Two points: 1) Even if these numbers are subtracted from the previous figures, nothing substantial is changed.  None of the values previously showing a higher number of homicides or a higher homicide rate after the ban are changed.  2) There are also similar unusual events in years prior to the ban.


Finally, the definition of homicides have changed over time in England and Wales.  If case it wasn't obvious earlier, because of this change and in order to insure that the same definition is used over time, I used the measure of homicides provided here, see Table 1.01 and the column marked "Number of offences currently recorded as homicide"


It is hard to do a similar comparison for Japan because their gun laws have been essentially the same for hundreds of years.  Even prior to WWII only the Samurai could own guns for anything but hunting and hunting is still allowed now.


UPDATE:  Jason Riley has one of his typically interesting pieces in the Wall Street Journal.  After recounting the exchange that I noted at the beginning of this post, Mr. Riley writes:

. . . In his book, "A Brief History of Crime: The Decline of Order, Justice and Liberty in England," Peter Hitchens cites a 2001 study that found "the use of handguns in crime rose by 40 percent in the two years after such weapons were banned in the U.K." The study is not an outlier.

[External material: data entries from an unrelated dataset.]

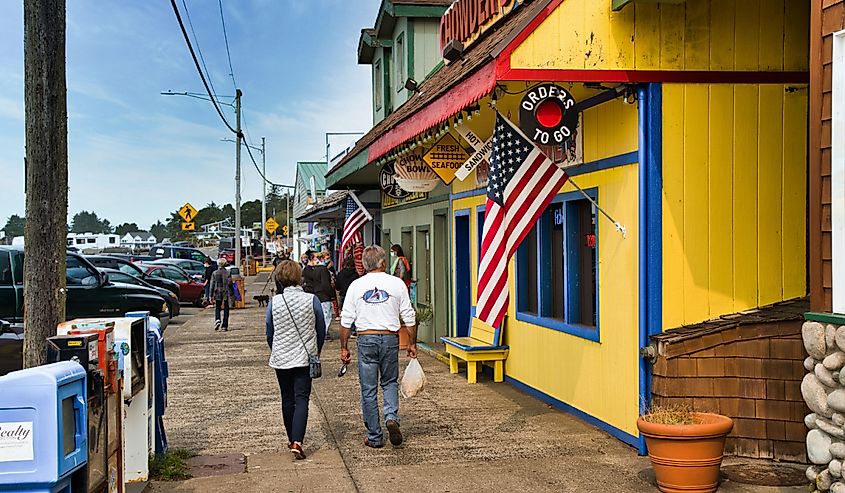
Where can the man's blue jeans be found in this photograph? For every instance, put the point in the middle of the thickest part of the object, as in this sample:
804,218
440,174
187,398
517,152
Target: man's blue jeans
378,361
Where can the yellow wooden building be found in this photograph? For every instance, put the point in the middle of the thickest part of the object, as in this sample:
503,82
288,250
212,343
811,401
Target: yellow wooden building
692,139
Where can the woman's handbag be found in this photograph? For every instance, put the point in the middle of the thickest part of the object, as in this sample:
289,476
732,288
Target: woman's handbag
315,367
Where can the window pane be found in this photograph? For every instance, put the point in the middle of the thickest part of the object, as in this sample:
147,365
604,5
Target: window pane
527,271
554,217
582,261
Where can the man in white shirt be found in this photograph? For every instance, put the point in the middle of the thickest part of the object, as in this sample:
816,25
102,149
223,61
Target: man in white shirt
378,304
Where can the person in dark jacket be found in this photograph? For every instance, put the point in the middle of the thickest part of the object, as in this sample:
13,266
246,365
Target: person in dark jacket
317,280
221,290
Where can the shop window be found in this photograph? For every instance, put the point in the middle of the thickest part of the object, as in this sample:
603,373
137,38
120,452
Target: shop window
557,268
400,62
378,87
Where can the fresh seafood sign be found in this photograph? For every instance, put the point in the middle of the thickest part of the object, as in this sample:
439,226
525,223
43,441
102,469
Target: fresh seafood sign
16,441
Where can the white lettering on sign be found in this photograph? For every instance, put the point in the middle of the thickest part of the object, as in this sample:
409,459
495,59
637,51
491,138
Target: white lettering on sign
16,442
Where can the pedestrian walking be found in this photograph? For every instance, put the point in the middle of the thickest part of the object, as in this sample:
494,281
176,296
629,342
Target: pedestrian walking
221,290
378,304
317,280
210,267
399,265
295,329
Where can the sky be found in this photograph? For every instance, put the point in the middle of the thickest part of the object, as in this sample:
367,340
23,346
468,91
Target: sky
135,155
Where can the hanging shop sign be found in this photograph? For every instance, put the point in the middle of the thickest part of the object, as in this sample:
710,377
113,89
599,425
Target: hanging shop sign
387,182
446,157
479,157
413,175
466,20
547,115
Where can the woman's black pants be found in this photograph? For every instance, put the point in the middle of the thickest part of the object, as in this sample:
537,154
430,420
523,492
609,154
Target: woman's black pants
295,385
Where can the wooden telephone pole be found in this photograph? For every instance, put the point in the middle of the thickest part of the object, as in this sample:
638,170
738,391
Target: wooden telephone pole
45,235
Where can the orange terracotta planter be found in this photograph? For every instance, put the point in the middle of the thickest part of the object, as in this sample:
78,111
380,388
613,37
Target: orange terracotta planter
687,458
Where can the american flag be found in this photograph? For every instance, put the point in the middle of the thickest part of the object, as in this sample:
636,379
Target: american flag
356,217
522,183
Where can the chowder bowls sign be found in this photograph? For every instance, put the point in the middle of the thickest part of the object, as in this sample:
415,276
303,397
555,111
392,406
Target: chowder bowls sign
412,174
548,115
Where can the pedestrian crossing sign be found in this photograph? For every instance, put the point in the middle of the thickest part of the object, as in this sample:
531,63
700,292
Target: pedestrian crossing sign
188,213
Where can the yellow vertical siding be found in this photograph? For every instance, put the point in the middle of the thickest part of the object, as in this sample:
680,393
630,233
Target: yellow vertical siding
734,160
693,35
567,367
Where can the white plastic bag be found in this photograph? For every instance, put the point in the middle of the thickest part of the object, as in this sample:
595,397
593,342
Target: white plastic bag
413,380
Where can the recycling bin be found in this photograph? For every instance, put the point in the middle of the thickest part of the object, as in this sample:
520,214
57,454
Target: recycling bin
108,365
43,429
130,344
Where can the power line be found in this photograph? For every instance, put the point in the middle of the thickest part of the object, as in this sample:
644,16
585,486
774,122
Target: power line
199,48
226,39
199,70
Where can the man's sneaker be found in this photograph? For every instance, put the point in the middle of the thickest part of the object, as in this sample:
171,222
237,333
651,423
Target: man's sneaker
394,433
372,445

Joyce Lee Malcolm, the author of "Guns and Violence: The English Experience," reports that "armed robberies in London rose from 4 in 1954, when there were no controls on shotguns and double the number of licensed pistol owners, to 1,400 in 1981 and to 1,600 in 1991." She adds: "In 1998, a year after a ban on virtually all handguns, gun crime was up another 10 percent." . . .
UPDATE: Discussion on CNN International from December 18, 2012 where there were similar attacks on the data that I discuss above.




UPDATE2: Here is an amusing clip of Piers Morgan preaching about the importance of civil discourse (thanks to Breitbart TV).

UPDATE 3: After Piers had on conspiracy theorist Alex Jones last night.  What is amazing is how Piers called up Politico reporter Dylan Byers to complain that Jones demonstrated "vitriol, hatred, and zealotry [that] is really quite scary."


UPDATE 4:  There is a much more serious problem in comparing homicides in the US and England and Wales.  Homicides in England and Wales are adjusted based on the outcomes of trials.  This adjustment reduced the number of homicides in 1997 by about 12 percent.  There is no similar adjustment for the US data.



To compare conviction rates in the US and England and Wales, the Bureau of Justice Statistics has some numbers here (other related information is available here).